Centuries of erosion by melting snow and rain have carried rock residue down to Lake Lucero, the lower part of the channel, to churn with water that exudes up from the valley floor. Heat and warm current vaporise the wetness to leave a dry bed of crude-crusted gypsum, and this is smoothed by the wind into tiny fine particles.
These fine sands are blown into dunes that rise 100ft (30m) high. Gradually the wind pivots the dunes north-east, sometimes at the rate of about 22ft (7m) a year.
This dry, stunning landscape below a boundless, blue sky and merciless sun evoke the Old West. Mescalero Apaches came here to assemble on the alkali terrains, and there are still plaster pieces of their campfires – the heated white cement created plaster of Paris, which was moulded by rain.
Better known as Billy the Kid, William H. Bonney, was born in 1859 in Silver City, west of the San Andreas Mountains. The famous western outlaw was only 21 years old when he was gunned down by Sheriff Pat Garrett after escaping jail in Lincoln, New Mexico. White Sands also played a prominent role in another event related to the history of conflict. During World War II, the Falt-flooredTularosa Basin was a minefield. The first nuclear bomb, ever to have to be made at Los Almos to the north, was tested near Alamogordo on July 16, 1945.
Some plants thrive in scratching nourishment from this shifting arid wilderness. Cottonwood trees propel defiantly skywards, occasionally with their heads above a dune. Soaptree yuccas persist by thrusting snake-like stems through the dunes. Their light-coloured, bell-shaped blossoms, well-known as ‘Candle of the Lord’, are New Mexico’s State Flower. It was one of the favorite of Native Americans as they ate the shoots and flowers of the plant and made porridge from their seeds.

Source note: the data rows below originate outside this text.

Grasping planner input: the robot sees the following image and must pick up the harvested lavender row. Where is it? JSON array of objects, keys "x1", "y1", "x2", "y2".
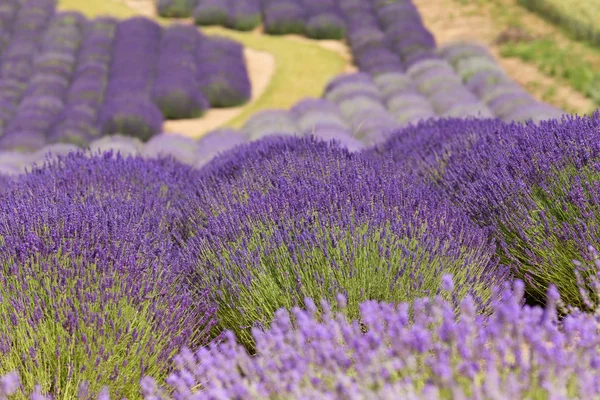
[
  {"x1": 0, "y1": 0, "x2": 21, "y2": 65},
  {"x1": 372, "y1": 0, "x2": 436, "y2": 68},
  {"x1": 193, "y1": 0, "x2": 230, "y2": 26},
  {"x1": 152, "y1": 25, "x2": 209, "y2": 119},
  {"x1": 48, "y1": 18, "x2": 117, "y2": 146},
  {"x1": 0, "y1": 128, "x2": 247, "y2": 176},
  {"x1": 196, "y1": 36, "x2": 252, "y2": 107},
  {"x1": 2, "y1": 12, "x2": 85, "y2": 150},
  {"x1": 225, "y1": 0, "x2": 262, "y2": 31},
  {"x1": 373, "y1": 72, "x2": 436, "y2": 126},
  {"x1": 0, "y1": 0, "x2": 54, "y2": 142},
  {"x1": 340, "y1": 0, "x2": 404, "y2": 75},
  {"x1": 100, "y1": 17, "x2": 163, "y2": 140},
  {"x1": 438, "y1": 43, "x2": 563, "y2": 122},
  {"x1": 242, "y1": 109, "x2": 300, "y2": 141},
  {"x1": 290, "y1": 98, "x2": 365, "y2": 152},
  {"x1": 194, "y1": 128, "x2": 247, "y2": 168},
  {"x1": 262, "y1": 0, "x2": 306, "y2": 35},
  {"x1": 323, "y1": 73, "x2": 399, "y2": 145},
  {"x1": 300, "y1": 0, "x2": 346, "y2": 40},
  {"x1": 406, "y1": 59, "x2": 494, "y2": 118}
]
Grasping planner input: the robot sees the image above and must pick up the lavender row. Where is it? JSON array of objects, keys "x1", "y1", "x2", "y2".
[
  {"x1": 0, "y1": 0, "x2": 54, "y2": 142},
  {"x1": 48, "y1": 18, "x2": 117, "y2": 145},
  {"x1": 0, "y1": 129, "x2": 247, "y2": 173},
  {"x1": 192, "y1": 0, "x2": 261, "y2": 31},
  {"x1": 439, "y1": 43, "x2": 563, "y2": 122},
  {"x1": 0, "y1": 270, "x2": 600, "y2": 400},
  {"x1": 100, "y1": 17, "x2": 163, "y2": 140},
  {"x1": 0, "y1": 115, "x2": 600, "y2": 399},
  {"x1": 2, "y1": 13, "x2": 85, "y2": 150},
  {"x1": 152, "y1": 25, "x2": 210, "y2": 119},
  {"x1": 196, "y1": 36, "x2": 252, "y2": 107}
]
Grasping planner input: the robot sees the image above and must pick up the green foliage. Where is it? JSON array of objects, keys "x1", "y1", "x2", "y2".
[
  {"x1": 0, "y1": 252, "x2": 183, "y2": 400},
  {"x1": 198, "y1": 219, "x2": 491, "y2": 349},
  {"x1": 501, "y1": 39, "x2": 600, "y2": 105},
  {"x1": 498, "y1": 166, "x2": 600, "y2": 308},
  {"x1": 519, "y1": 0, "x2": 600, "y2": 45}
]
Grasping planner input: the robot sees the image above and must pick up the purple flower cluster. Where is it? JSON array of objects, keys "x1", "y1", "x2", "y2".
[
  {"x1": 0, "y1": 0, "x2": 54, "y2": 149},
  {"x1": 185, "y1": 136, "x2": 507, "y2": 344},
  {"x1": 439, "y1": 43, "x2": 562, "y2": 122},
  {"x1": 142, "y1": 276, "x2": 600, "y2": 399},
  {"x1": 300, "y1": 0, "x2": 346, "y2": 39},
  {"x1": 378, "y1": 113, "x2": 600, "y2": 306},
  {"x1": 3, "y1": 13, "x2": 85, "y2": 150},
  {"x1": 156, "y1": 0, "x2": 198, "y2": 18},
  {"x1": 0, "y1": 153, "x2": 214, "y2": 398},
  {"x1": 406, "y1": 59, "x2": 494, "y2": 118},
  {"x1": 48, "y1": 18, "x2": 117, "y2": 145},
  {"x1": 152, "y1": 25, "x2": 209, "y2": 119},
  {"x1": 262, "y1": 0, "x2": 306, "y2": 35},
  {"x1": 196, "y1": 36, "x2": 252, "y2": 107},
  {"x1": 323, "y1": 73, "x2": 399, "y2": 144},
  {"x1": 100, "y1": 17, "x2": 163, "y2": 140}
]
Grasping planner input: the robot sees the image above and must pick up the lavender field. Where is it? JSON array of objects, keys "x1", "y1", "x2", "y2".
[{"x1": 0, "y1": 0, "x2": 600, "y2": 400}]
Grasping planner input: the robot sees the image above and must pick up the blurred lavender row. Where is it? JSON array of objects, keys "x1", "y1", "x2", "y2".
[
  {"x1": 438, "y1": 42, "x2": 563, "y2": 122},
  {"x1": 0, "y1": 0, "x2": 54, "y2": 146},
  {"x1": 0, "y1": 0, "x2": 251, "y2": 152}
]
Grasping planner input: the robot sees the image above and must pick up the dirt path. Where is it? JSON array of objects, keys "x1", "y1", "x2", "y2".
[
  {"x1": 163, "y1": 48, "x2": 275, "y2": 138},
  {"x1": 120, "y1": 0, "x2": 356, "y2": 138},
  {"x1": 413, "y1": 0, "x2": 594, "y2": 113}
]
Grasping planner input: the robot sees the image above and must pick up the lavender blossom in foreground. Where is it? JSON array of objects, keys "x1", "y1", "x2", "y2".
[
  {"x1": 0, "y1": 153, "x2": 214, "y2": 399},
  {"x1": 142, "y1": 275, "x2": 600, "y2": 400}
]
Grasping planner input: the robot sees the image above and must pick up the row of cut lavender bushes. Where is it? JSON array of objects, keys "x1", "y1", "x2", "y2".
[
  {"x1": 0, "y1": 0, "x2": 251, "y2": 151},
  {"x1": 0, "y1": 112, "x2": 600, "y2": 399},
  {"x1": 156, "y1": 0, "x2": 346, "y2": 39},
  {"x1": 0, "y1": 63, "x2": 564, "y2": 175}
]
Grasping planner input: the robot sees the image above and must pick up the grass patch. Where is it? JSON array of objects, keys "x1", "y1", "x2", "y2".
[
  {"x1": 500, "y1": 39, "x2": 600, "y2": 105},
  {"x1": 202, "y1": 27, "x2": 345, "y2": 128},
  {"x1": 58, "y1": 0, "x2": 139, "y2": 18}
]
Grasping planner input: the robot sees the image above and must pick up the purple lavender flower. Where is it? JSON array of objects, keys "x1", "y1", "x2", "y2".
[
  {"x1": 0, "y1": 153, "x2": 214, "y2": 398},
  {"x1": 193, "y1": 0, "x2": 229, "y2": 25},
  {"x1": 186, "y1": 137, "x2": 504, "y2": 345}
]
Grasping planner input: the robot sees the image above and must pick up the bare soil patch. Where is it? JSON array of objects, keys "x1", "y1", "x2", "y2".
[
  {"x1": 413, "y1": 0, "x2": 594, "y2": 113},
  {"x1": 163, "y1": 48, "x2": 275, "y2": 138}
]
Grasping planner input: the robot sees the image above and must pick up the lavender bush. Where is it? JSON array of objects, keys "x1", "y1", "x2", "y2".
[
  {"x1": 196, "y1": 36, "x2": 252, "y2": 107},
  {"x1": 48, "y1": 18, "x2": 117, "y2": 145},
  {"x1": 152, "y1": 25, "x2": 209, "y2": 119},
  {"x1": 0, "y1": 153, "x2": 213, "y2": 398},
  {"x1": 193, "y1": 0, "x2": 229, "y2": 25},
  {"x1": 99, "y1": 17, "x2": 163, "y2": 140},
  {"x1": 186, "y1": 137, "x2": 506, "y2": 346},
  {"x1": 142, "y1": 275, "x2": 600, "y2": 399}
]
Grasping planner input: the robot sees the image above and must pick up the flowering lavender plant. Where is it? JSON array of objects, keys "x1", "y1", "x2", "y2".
[
  {"x1": 185, "y1": 137, "x2": 506, "y2": 346},
  {"x1": 0, "y1": 153, "x2": 214, "y2": 399},
  {"x1": 142, "y1": 275, "x2": 600, "y2": 400}
]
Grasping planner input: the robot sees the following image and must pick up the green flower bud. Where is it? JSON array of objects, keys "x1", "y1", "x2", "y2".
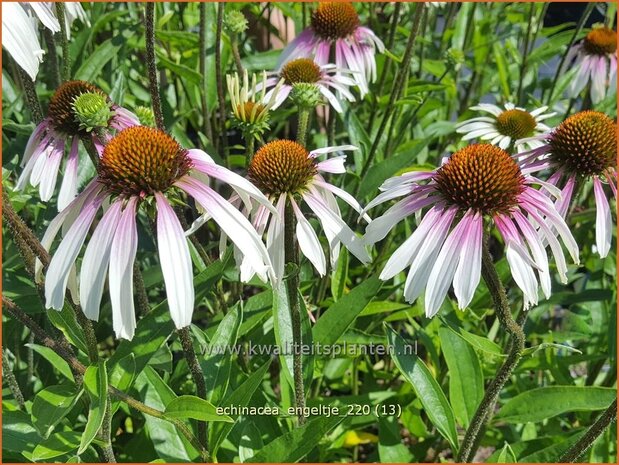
[
  {"x1": 73, "y1": 92, "x2": 113, "y2": 132},
  {"x1": 135, "y1": 106, "x2": 155, "y2": 128},
  {"x1": 290, "y1": 82, "x2": 322, "y2": 108},
  {"x1": 224, "y1": 10, "x2": 247, "y2": 34}
]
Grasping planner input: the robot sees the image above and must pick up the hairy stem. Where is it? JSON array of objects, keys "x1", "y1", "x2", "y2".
[
  {"x1": 284, "y1": 199, "x2": 305, "y2": 425},
  {"x1": 55, "y1": 2, "x2": 71, "y2": 81},
  {"x1": 457, "y1": 234, "x2": 525, "y2": 462},
  {"x1": 215, "y1": 2, "x2": 228, "y2": 159},
  {"x1": 15, "y1": 64, "x2": 43, "y2": 124},
  {"x1": 2, "y1": 347, "x2": 25, "y2": 408},
  {"x1": 355, "y1": 3, "x2": 425, "y2": 188},
  {"x1": 557, "y1": 399, "x2": 617, "y2": 463},
  {"x1": 144, "y1": 2, "x2": 165, "y2": 130},
  {"x1": 2, "y1": 296, "x2": 210, "y2": 462},
  {"x1": 177, "y1": 326, "x2": 208, "y2": 449}
]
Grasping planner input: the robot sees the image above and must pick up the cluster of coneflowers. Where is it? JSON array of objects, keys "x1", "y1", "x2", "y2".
[{"x1": 7, "y1": 3, "x2": 617, "y2": 339}]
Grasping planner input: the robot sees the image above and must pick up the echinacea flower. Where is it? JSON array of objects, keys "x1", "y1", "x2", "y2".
[
  {"x1": 16, "y1": 81, "x2": 139, "y2": 210},
  {"x1": 2, "y1": 2, "x2": 88, "y2": 81},
  {"x1": 456, "y1": 103, "x2": 556, "y2": 152},
  {"x1": 41, "y1": 126, "x2": 275, "y2": 339},
  {"x1": 264, "y1": 58, "x2": 355, "y2": 113},
  {"x1": 568, "y1": 27, "x2": 617, "y2": 104},
  {"x1": 523, "y1": 111, "x2": 617, "y2": 258},
  {"x1": 223, "y1": 140, "x2": 370, "y2": 280},
  {"x1": 278, "y1": 2, "x2": 385, "y2": 98},
  {"x1": 365, "y1": 144, "x2": 578, "y2": 317}
]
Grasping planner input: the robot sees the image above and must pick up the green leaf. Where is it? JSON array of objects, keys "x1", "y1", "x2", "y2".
[
  {"x1": 313, "y1": 276, "x2": 382, "y2": 345},
  {"x1": 200, "y1": 305, "x2": 243, "y2": 404},
  {"x1": 30, "y1": 431, "x2": 81, "y2": 462},
  {"x1": 209, "y1": 358, "x2": 271, "y2": 458},
  {"x1": 387, "y1": 327, "x2": 458, "y2": 449},
  {"x1": 77, "y1": 360, "x2": 107, "y2": 455},
  {"x1": 165, "y1": 396, "x2": 234, "y2": 423},
  {"x1": 496, "y1": 386, "x2": 617, "y2": 423},
  {"x1": 438, "y1": 328, "x2": 484, "y2": 428},
  {"x1": 247, "y1": 416, "x2": 344, "y2": 463},
  {"x1": 25, "y1": 344, "x2": 75, "y2": 382},
  {"x1": 496, "y1": 443, "x2": 518, "y2": 463},
  {"x1": 30, "y1": 385, "x2": 84, "y2": 439}
]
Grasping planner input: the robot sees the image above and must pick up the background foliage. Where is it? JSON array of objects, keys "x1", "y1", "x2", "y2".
[{"x1": 2, "y1": 3, "x2": 616, "y2": 462}]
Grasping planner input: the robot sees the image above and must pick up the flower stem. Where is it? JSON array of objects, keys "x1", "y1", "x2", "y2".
[
  {"x1": 457, "y1": 234, "x2": 525, "y2": 462},
  {"x1": 177, "y1": 326, "x2": 208, "y2": 449},
  {"x1": 557, "y1": 399, "x2": 617, "y2": 463},
  {"x1": 144, "y1": 2, "x2": 165, "y2": 130},
  {"x1": 355, "y1": 3, "x2": 425, "y2": 190},
  {"x1": 297, "y1": 106, "x2": 310, "y2": 147},
  {"x1": 2, "y1": 347, "x2": 25, "y2": 408},
  {"x1": 199, "y1": 2, "x2": 213, "y2": 143},
  {"x1": 15, "y1": 63, "x2": 43, "y2": 124},
  {"x1": 55, "y1": 2, "x2": 71, "y2": 81},
  {"x1": 284, "y1": 199, "x2": 305, "y2": 426},
  {"x1": 2, "y1": 296, "x2": 210, "y2": 462},
  {"x1": 546, "y1": 2, "x2": 595, "y2": 106}
]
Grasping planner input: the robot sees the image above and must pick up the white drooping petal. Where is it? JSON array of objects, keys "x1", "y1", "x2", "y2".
[
  {"x1": 290, "y1": 198, "x2": 327, "y2": 276},
  {"x1": 58, "y1": 136, "x2": 79, "y2": 211},
  {"x1": 176, "y1": 176, "x2": 274, "y2": 277},
  {"x1": 155, "y1": 192, "x2": 194, "y2": 329},
  {"x1": 80, "y1": 200, "x2": 122, "y2": 321},
  {"x1": 109, "y1": 198, "x2": 138, "y2": 340},
  {"x1": 453, "y1": 212, "x2": 484, "y2": 309},
  {"x1": 45, "y1": 196, "x2": 103, "y2": 310},
  {"x1": 593, "y1": 176, "x2": 614, "y2": 258}
]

A few large beasts venture into the white desert – it presents little food and no refuge from the slaying midday heat. Sands sack gophers thrive because they tunnel themselves into the sand away from the scorching heat. Apache pocket mice rest in gopher holes. Along with three kinds of lizards especially the bleached earless lizard – these pocket mice have developed a bleached white skin pigmentation that conceals them from buzzards such as owls and hawks.
Unlike the Westerners of Old, who beat the heat and the sandstorms on horseback or foot, modern sightseers to White Sands can drive via the area along a signposted path. But sandstorms occasionally slow traffic and drifting sands may bury the road.
White Sands is the world’s most unique gypsum desert. Approximately 300sq miles (780sq km) in extent, it is located in the flat-terrain Tularosa Valley in New Mexico. No one could ever exploit its gypsum; the area was too secluded, and gypsum was found in plenty elsewhere.